In a recent study published in Nature, researchers formed the coronavirus disease 2019 (COVID-19) host genetics initiative to compile a genome-wide association meta-analysis of 60 studies from 25 countries. The study encompassed ~125,584 COVID-19 cases and data from over 2.5 million control populations.
Expanding genomic research to include participants from across the globe could enable testing to determine whether the effect of COVID-19-related genetic variants is markedly different across ancestry groups. Increasing sample size and diversity are key to understanding the human genetic architecture of COVID-19.
About the study
The study meta-analysis covered three phenotypes of COVID-19:
(1) critically ill individuals who died or required respiratory support during hospitalization
(2) individuals hospitalized due to symptoms associated with the infection; and
(3) all reported COVID-19 cases, regardless of symptoms
The first study cohort comprised 9376 total cases, of which new cases and controls were 3197 and 1,776,645, respectively. The second and third cohorts had 25,027 and 125,584 total and 11,386 and 76,022 new cases, respectively. The control groups had 2,836,272 and 2,575,347 individuals in the second and third cohorts.
The team developed a Bayesian model for categorizing genetic loci based on the association patterns of three COVID-19 phenotypes examined in the study. They also performed a phenome-wide association study to understand the potential biological mechanisms governing the 23 genome-wide significant loci. Additionally, the researchers examined candidate causal genes of several of these loci. Furthermore, they applied Mendelian randomization (MR) to infer potential causal relationships between COVID-19-related phenotypes and their genetically correlated traits.
The study pointed to 23 significant genome-wide loci, of which 20 loci remained substantial even after correction for multiple testing in accounting for the number of phenotypes tested. While all these gene loci showed the expected upsurge in statistical significance, only one locus (rs72711165) did not replicate the effects between the previous and current analysis.

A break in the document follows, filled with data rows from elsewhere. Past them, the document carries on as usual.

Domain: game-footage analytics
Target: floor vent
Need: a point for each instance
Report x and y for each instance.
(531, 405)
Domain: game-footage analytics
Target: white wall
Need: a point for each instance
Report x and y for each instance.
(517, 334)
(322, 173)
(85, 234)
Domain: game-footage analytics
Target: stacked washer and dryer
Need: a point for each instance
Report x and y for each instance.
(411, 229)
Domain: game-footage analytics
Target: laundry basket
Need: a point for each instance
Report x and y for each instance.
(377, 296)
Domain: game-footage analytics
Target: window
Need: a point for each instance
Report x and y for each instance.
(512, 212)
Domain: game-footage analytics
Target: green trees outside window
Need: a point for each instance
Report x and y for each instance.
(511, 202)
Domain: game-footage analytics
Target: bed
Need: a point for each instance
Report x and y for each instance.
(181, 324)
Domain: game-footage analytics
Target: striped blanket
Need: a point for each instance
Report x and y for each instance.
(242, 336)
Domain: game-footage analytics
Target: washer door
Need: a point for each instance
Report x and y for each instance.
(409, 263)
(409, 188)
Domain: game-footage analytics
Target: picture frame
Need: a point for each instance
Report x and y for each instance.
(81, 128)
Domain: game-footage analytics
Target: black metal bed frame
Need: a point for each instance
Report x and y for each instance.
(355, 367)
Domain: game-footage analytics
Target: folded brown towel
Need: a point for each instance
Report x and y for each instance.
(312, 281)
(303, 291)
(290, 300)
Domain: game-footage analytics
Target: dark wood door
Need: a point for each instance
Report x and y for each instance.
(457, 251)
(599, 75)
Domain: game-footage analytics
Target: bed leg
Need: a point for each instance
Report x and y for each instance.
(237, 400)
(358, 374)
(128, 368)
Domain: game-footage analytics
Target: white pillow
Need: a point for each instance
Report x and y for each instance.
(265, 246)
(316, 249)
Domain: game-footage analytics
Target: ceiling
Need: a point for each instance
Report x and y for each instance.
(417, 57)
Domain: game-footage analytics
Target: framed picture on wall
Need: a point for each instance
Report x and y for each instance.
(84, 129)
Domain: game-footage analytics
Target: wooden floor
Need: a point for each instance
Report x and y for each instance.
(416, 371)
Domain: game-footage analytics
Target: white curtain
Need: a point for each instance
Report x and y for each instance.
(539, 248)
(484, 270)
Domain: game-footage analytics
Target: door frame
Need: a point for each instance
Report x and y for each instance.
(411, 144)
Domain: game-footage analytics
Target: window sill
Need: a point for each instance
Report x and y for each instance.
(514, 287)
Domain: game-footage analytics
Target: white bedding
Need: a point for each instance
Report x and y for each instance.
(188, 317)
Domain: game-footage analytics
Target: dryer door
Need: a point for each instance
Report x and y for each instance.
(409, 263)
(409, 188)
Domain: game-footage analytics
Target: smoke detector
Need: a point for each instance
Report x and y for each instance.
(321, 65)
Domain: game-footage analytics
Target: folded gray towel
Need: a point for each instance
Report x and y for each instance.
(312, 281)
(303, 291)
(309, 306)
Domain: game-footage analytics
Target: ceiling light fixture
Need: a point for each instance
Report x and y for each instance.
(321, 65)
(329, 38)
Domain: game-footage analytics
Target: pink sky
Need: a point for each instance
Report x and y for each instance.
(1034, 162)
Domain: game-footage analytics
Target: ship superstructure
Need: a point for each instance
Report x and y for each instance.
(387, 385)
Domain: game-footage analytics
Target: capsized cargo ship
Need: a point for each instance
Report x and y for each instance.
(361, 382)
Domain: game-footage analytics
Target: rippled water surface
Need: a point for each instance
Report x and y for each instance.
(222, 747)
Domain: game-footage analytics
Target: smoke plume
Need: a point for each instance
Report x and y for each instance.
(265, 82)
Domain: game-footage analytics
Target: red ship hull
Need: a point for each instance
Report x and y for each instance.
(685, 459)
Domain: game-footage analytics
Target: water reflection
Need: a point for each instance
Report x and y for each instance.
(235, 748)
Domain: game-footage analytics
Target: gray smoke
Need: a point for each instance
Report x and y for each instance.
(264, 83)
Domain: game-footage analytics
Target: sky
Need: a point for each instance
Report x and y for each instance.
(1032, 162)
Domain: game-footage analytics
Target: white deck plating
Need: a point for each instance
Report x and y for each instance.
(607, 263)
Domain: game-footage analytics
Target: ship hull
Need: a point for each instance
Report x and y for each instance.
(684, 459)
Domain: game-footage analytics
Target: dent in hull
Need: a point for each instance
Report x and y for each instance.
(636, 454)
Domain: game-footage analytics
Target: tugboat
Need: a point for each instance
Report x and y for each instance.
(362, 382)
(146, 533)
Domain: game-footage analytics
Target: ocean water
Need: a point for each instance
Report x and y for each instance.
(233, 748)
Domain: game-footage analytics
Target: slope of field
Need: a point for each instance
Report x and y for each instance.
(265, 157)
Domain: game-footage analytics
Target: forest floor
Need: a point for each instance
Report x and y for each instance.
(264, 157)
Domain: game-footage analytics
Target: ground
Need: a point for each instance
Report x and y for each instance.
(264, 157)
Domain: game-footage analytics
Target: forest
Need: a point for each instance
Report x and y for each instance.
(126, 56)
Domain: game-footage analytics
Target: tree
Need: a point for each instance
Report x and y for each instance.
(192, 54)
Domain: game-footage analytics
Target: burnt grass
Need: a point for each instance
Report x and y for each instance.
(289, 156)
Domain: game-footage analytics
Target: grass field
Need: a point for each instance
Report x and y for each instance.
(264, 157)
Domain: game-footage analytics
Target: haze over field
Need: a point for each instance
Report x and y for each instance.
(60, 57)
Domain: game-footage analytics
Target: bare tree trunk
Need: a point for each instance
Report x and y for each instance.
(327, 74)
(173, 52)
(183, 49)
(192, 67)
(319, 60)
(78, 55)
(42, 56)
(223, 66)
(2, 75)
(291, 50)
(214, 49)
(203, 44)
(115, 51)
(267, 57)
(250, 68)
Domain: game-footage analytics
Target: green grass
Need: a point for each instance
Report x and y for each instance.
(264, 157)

While 16 loci increased >99% posterior probability of COVID-19 hospitalization risk, seven loci influenced the susceptibility to severe acute respiratory syndrome coronavirus 2 (SARS-CoV-2) infection. Intriguingly, six out of 23 loci had a significant heterogeneous effect across studies, with a P value for heterogeneity of <2.2 × 10−3. However, only Forkhead Box P4 (FOXP4 loci showed a significantly different heterogeneous effect across continental ancestry groups. Yet, even at the FOXP4 locus, all the ancestry groups showed a positive-effect size estimate. Indeed, the factors such as the variable COVID-19 severity definition due to varying thresholds for testing and hospitalization, rather than differences across ancestries, justify the observed between-study heterogeneity in the effect sizes across studies.
Multivariable MR analysis revealed that body mass index mediated a causal association of liability to type 2 diabetes on COVID-19 phenotypes.
By doubling the case size, the study added 11 new genome-wide significant loci, including surfactant protein D (SFTPD), mucin 5B (MUC5B), and angiotensin-converting enzyme 2 (ACE2), which revealed compelling insights regarding SARS-CoV-2 infection and COVID-19 severity.
The SFTPD binds to the S1 subunit of SARS-CoV-2 spike protein and inhibits binding to the ACE2 receptor, thus protecting the lungs against SARS-CoV-2 infection. The study findings pointed out that its missense variant rs721917:A>G (p.Met31Thr) increases the odds of hospitalization (OR=1.06) and chronic obstructive pulmonary disease (OR = 1.08). Conversely, MUC5B promoter variant rs35705950:G>T was protective against hospitalization (OR = 0.83). It also prevents deaths in patients with idiopathic pulmonary fibrosis (IPF).
The authors found that ACE2 variant rs190509934:T>C was associated with diminished susceptibility to COVID-19 (OR = 0.69). This variant is ten times more common in south Asian populations than in European populations, demonstrating the significance of diversity in variant discovery.